Is Neuralink an innovation? How existing brain implant therapies work and how they might be inferior to Neuralink.
On August 29, 2020,
Elon Musk revealed the second version of Neuralink, the Link chip, the size of a coin. It was successfully implanted into pigs to read brain activity.
During the presentation, Elon Musk compared the project to other current developments that use brain implants to treat diseases – the Utah Array and deep brain stimulation.
Utah Array (BrainGate)
BrainGate is an invasive brain implant system designed to help people who have lost control of their limbs, for example.
It consists of an external decoding device connected to prostheses or other devices and a sensor system implanted in the brain. The sensors are a matrix of microelectrode rigid needles made with Utah Array technology, which was developed in the 1990s.
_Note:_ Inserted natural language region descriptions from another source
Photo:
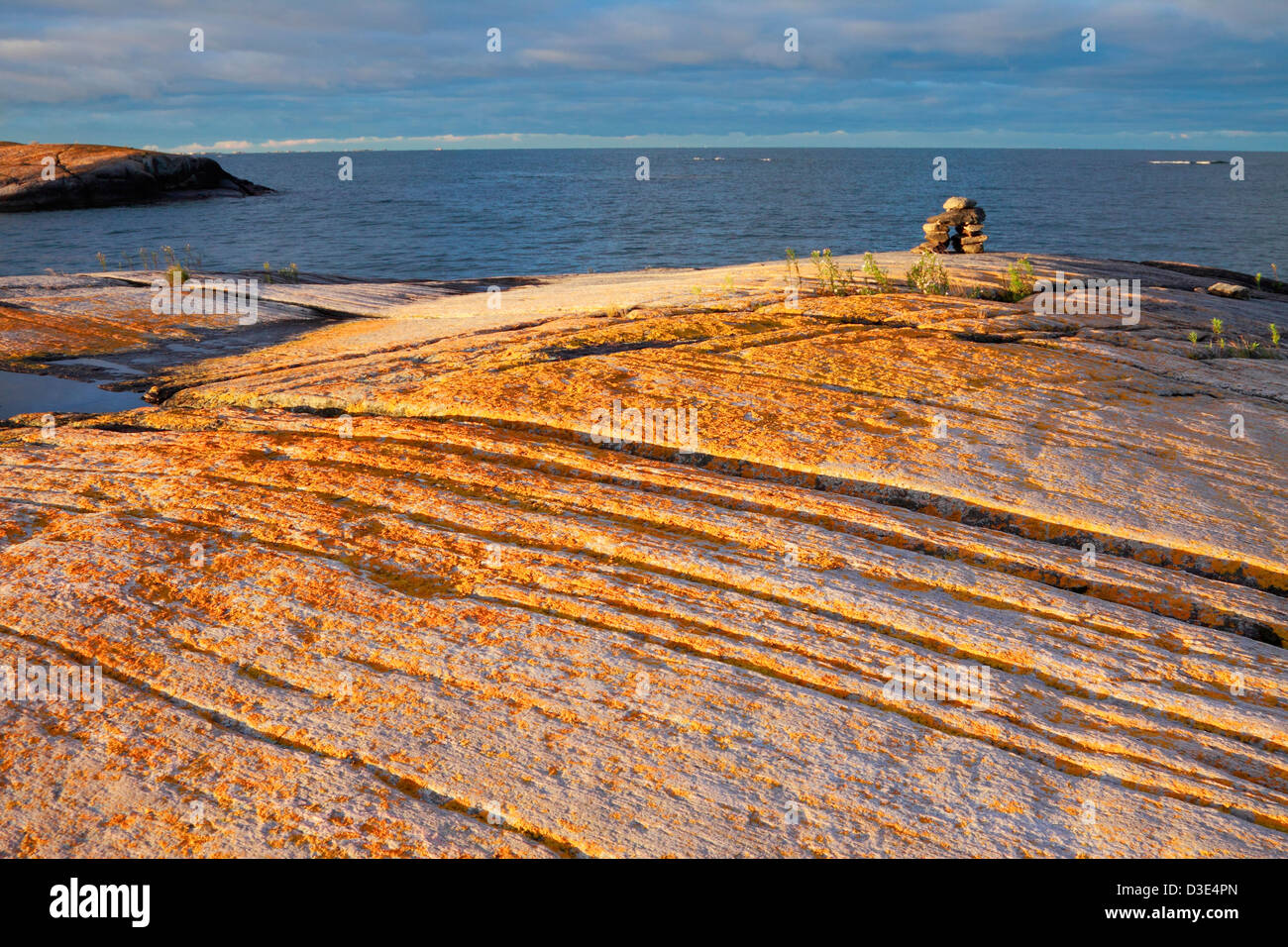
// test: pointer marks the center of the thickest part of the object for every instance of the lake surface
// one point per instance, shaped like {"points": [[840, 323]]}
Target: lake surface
{"points": [[451, 214], [38, 394]]}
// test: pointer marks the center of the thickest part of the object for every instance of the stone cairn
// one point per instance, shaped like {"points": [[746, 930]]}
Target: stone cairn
{"points": [[969, 221]]}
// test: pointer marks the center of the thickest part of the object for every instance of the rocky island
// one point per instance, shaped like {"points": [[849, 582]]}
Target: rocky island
{"points": [[55, 176], [378, 586]]}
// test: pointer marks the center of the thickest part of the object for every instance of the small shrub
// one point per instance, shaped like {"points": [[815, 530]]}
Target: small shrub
{"points": [[1019, 279], [794, 269], [829, 275], [875, 273]]}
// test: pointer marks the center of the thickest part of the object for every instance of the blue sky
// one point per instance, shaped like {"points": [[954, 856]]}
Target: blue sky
{"points": [[386, 73]]}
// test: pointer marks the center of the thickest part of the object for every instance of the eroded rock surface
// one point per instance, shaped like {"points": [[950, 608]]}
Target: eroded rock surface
{"points": [[53, 176], [385, 587]]}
The Utah Array is considered the industry standard, used by over 500 laboratories in their projects. In 2006, BrainGate published the results of the trials in the journal Nature: the participants were able to control the mouse cursor on the computer screen, read e-mails and switch TV channels.
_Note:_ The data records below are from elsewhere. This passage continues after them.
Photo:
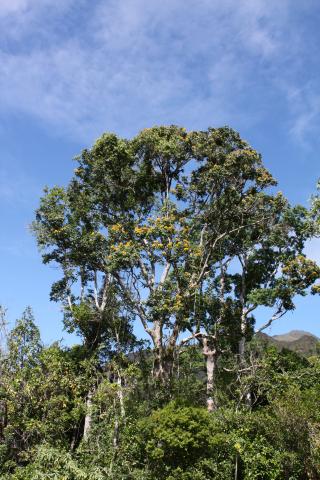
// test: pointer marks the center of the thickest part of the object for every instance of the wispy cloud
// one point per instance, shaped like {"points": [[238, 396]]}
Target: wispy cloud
{"points": [[121, 65]]}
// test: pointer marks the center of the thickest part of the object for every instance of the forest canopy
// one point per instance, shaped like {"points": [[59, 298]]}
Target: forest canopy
{"points": [[185, 234]]}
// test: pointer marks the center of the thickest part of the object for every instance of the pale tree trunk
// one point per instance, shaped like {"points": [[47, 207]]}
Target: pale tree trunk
{"points": [[163, 354], [211, 364], [88, 417]]}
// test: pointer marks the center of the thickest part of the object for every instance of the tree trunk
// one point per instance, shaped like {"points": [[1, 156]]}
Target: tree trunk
{"points": [[211, 363], [88, 417], [163, 355]]}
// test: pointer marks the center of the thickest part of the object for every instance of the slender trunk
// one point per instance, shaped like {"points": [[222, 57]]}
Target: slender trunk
{"points": [[241, 356], [88, 417], [211, 363], [120, 396], [163, 355]]}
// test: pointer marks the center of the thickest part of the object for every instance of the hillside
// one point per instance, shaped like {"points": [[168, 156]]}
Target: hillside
{"points": [[299, 341]]}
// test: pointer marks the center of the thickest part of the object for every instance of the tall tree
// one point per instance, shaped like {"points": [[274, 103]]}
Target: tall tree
{"points": [[150, 220]]}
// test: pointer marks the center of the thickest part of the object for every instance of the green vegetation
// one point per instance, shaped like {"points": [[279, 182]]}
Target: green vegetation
{"points": [[183, 233]]}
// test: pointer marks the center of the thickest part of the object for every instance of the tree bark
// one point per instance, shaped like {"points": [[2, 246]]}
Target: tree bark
{"points": [[88, 417], [211, 364]]}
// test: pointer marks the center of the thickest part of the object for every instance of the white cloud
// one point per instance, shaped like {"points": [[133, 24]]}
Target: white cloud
{"points": [[135, 61], [312, 250]]}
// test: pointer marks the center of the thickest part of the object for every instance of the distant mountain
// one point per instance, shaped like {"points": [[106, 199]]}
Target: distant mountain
{"points": [[299, 341]]}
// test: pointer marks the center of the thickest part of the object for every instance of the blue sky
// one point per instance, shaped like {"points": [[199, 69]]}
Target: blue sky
{"points": [[72, 69]]}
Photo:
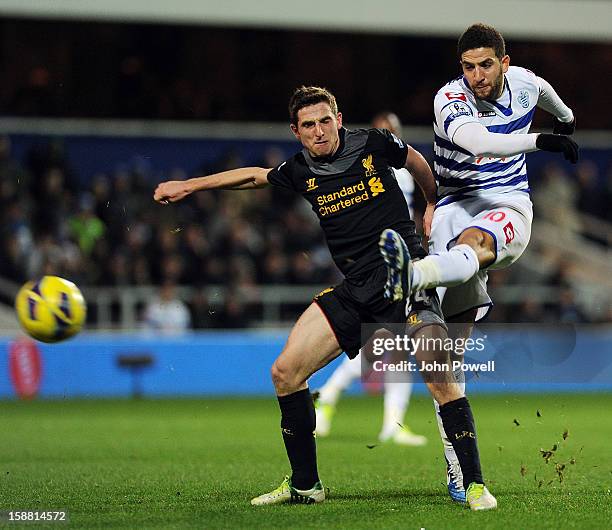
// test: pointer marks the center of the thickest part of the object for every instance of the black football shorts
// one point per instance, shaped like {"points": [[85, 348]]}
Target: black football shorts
{"points": [[358, 301]]}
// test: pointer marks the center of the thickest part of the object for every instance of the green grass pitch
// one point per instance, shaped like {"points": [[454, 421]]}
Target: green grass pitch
{"points": [[196, 464]]}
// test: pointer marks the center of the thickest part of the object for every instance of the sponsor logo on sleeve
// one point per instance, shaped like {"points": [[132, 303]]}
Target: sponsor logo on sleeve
{"points": [[368, 165], [509, 232], [459, 109], [455, 95]]}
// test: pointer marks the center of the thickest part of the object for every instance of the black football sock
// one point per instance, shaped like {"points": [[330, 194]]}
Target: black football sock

Despite the success, the scientists were unable to build a viable business model, Ina 2018 publication, BrainGate reported on three clinical trial participants who were able to use the tablet with their minds: read email, write on messengers, listen to music, and share videos. They successfully used the Internet, checked the weather, and shopped online. One participant played a passage from Beethoven’s “Ode to Joy” on a digital piano.
In February 2020, Elon Musk on Twitter compared
the Utah Array to a “medieval torture device,” admitting that although researchers are already using the technology on humans, it’s not hard to make it better.
At a Neuralink presentation in August, the entrepreneur again compared his project to the Utah Array and cited several problems with the old technology:
“There can be no more than 100 channels (electrons) in an array. Needles are implanted into the brain en masse – sometimes manually with an air hammer since the electrodes do not mechanically enter the nerve tissue. Large boxes and wires stick out of the head, which can cause a risk of infection. The patient needs a medical professional to use it. Neuralink solves these problems,” Musk states.
For example, instead of needles, the startup uses thin polymer filaments with electrodes that are individually connected to the brain using a special “sewing” robot. This makes it easier and safer to insert the implant.
Neuralink has also developed a special chip that handles the data received from the brain – it is placed under the skin and is completely hidden after implantation, unlike existing developments based on the Utah Array.
In an April 2022 TED interview,
Elon Musk talked about Neurolink in simpler terms
We take out a small section of the skull and replace it with a device like a Fitbit or an Apple Watch or something like a smartwatch. But with wires that you can’t see so, you don’t damage the brain when you implant it. Neuralink has applied to the FDA to aspirate the first human implant in 2022. The first implants will be used to treat various neurological injuries. We will be dealing with brain and spinal cord injuries for years to come. Probably within a decade.
“I think we will solve a wide range of problems associated with brain injuries, including severe depression, morbid obesity, sleep, potentially schizophrenia, many things that cause people a lot of stress. Restoring memory in older people. ” Said Elon Musk.